General linear model F tests were used to evaluate whether the low- and high-social monkey groups differed in the three biological measurements (A to C) that were found to significantly predict monkey social group classification (as shown in Fig.1). Data are presented as least-squares means ± SEM. Only CSF AVP concentration differed significantly between the low-social (blue bars) and high-social (orange bars) monkey groups [n = 30 (CSF AVP); n = 28 (PTEN and AKT)].

Fig. 3.. CSF AVP concentration is positively associated with social grooming in the monkey discovery cohort and is a stable, trait-like measure in an additional monkey cohort.

(A) The relationship between CSF AVP concentration and percentage of time spent in social grooming was tested with a general linear model F test (n = 30). The resulting regression line is plotted, corrected for the other variables in the analysis. Low-social monkeys are depicted in blue circles, and high-social monkeys are depicted in orange circles. (B) Within-individual consistency of CSF AVP concentrations across the four measurement time points was evaluated with intraclass correlation coefficients calculated from a mixed model. Least-squares means ± SEM CSF AVP concentrations are presented for each monkey (labeled M01 to M10; n = 10) and ordered on the x axis by ascending average CSF AVP concentration.
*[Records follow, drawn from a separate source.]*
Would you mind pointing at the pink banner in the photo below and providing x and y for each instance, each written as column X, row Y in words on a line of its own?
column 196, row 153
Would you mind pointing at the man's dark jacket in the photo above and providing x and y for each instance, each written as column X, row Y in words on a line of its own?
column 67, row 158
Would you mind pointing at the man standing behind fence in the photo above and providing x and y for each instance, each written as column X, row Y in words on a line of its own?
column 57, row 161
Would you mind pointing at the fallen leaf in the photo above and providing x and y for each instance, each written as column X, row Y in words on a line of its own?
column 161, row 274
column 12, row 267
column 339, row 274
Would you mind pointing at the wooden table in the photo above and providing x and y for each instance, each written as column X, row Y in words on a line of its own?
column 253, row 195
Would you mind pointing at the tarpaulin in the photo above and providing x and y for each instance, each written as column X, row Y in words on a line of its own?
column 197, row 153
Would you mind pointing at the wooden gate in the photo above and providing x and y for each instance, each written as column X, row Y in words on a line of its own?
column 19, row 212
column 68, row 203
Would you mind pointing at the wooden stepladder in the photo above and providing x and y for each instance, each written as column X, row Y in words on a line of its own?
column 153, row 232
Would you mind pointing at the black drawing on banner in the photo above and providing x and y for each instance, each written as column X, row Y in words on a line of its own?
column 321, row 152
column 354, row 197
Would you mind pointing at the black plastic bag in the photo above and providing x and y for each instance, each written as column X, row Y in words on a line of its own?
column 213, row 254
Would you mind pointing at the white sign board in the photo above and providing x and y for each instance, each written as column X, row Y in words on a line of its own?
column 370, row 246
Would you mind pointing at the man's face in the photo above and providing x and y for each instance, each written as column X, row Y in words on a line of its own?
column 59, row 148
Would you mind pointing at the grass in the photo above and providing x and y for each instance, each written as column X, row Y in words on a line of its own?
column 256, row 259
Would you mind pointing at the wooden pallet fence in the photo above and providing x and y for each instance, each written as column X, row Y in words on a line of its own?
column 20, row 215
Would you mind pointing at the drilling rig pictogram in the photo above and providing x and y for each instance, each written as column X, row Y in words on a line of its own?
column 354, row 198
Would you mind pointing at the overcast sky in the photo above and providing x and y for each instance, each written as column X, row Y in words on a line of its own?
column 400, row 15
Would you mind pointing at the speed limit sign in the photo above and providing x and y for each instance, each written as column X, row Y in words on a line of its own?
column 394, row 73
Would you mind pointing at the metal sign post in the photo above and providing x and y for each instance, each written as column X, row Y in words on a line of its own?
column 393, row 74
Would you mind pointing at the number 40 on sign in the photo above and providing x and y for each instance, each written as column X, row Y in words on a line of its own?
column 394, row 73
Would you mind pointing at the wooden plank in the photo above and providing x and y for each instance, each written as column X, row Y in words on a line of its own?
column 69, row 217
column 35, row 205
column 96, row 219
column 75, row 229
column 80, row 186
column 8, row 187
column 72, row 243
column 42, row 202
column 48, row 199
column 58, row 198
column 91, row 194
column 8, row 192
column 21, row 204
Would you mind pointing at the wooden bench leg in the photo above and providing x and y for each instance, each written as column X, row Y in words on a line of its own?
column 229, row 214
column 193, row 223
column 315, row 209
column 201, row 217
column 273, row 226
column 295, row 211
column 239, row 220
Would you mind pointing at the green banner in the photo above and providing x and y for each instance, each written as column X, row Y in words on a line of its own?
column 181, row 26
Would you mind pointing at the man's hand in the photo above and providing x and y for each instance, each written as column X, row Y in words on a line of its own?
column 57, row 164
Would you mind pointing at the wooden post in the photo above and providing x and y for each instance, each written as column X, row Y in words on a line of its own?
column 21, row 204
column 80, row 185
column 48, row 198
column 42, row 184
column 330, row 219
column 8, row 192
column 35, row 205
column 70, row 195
Fig. 4.. CSF AVP concentration distinguishes low- and high-social monkeys and differs between social groups in the monkey replication cohort.

(A) The logistic regression model correctly classified 28 of 30 monkeys (93%) and was evaluated for significance using LR χ². CSF AVP concentration is plotted against the probability of being low-social; the resulting regression line is corrected for the other variables in the analysis. Low-social monkeys (blue circles) plotted above, and high-social monkeys (orange circles) plotted beneath, the dashed line (which represents 50% probability) are correctly classified. (B) A general linear model F test was used to test whether CSF AVP concentration was lower in low-social (blue bars) compared to high-social (orange bars) monkey groups in this replication cohort. Data are presented as least-squares means ± SEM.

Fig. 5.. CSF AVP concentration distinguishes ASD cases from medical controls.

(A) The logistic regression model correctly classified 13 of 14 children (93%) in a small patient cohort comprising seven children with ASD and seven medical control children without ASD (but with other medical conditions) and was evaluated for significance using LR χ². CSF AVP concentration is plotted against the probability of being diagnosed with ASD; the resulting regression line is corrected for the other variables in the analysis. Children with ASD (blue circles) plotted above, and medical control children (orange circles) plotted beneath, the dashed line (which represents 50% probability) are correctly classified. (B) A general linear model F test was used to test whether children with and without ASD differed in CSF AVP concentrations. Similar to low-social monkeys studied in our preclinical model (that is, as shown in Figs. 2A and 4B), CSF AVP concentration was found to be lower in children with ASD (blue bars) compared to medical control children without ASD (orange bars). Data are presented as least-squares means ± SEM.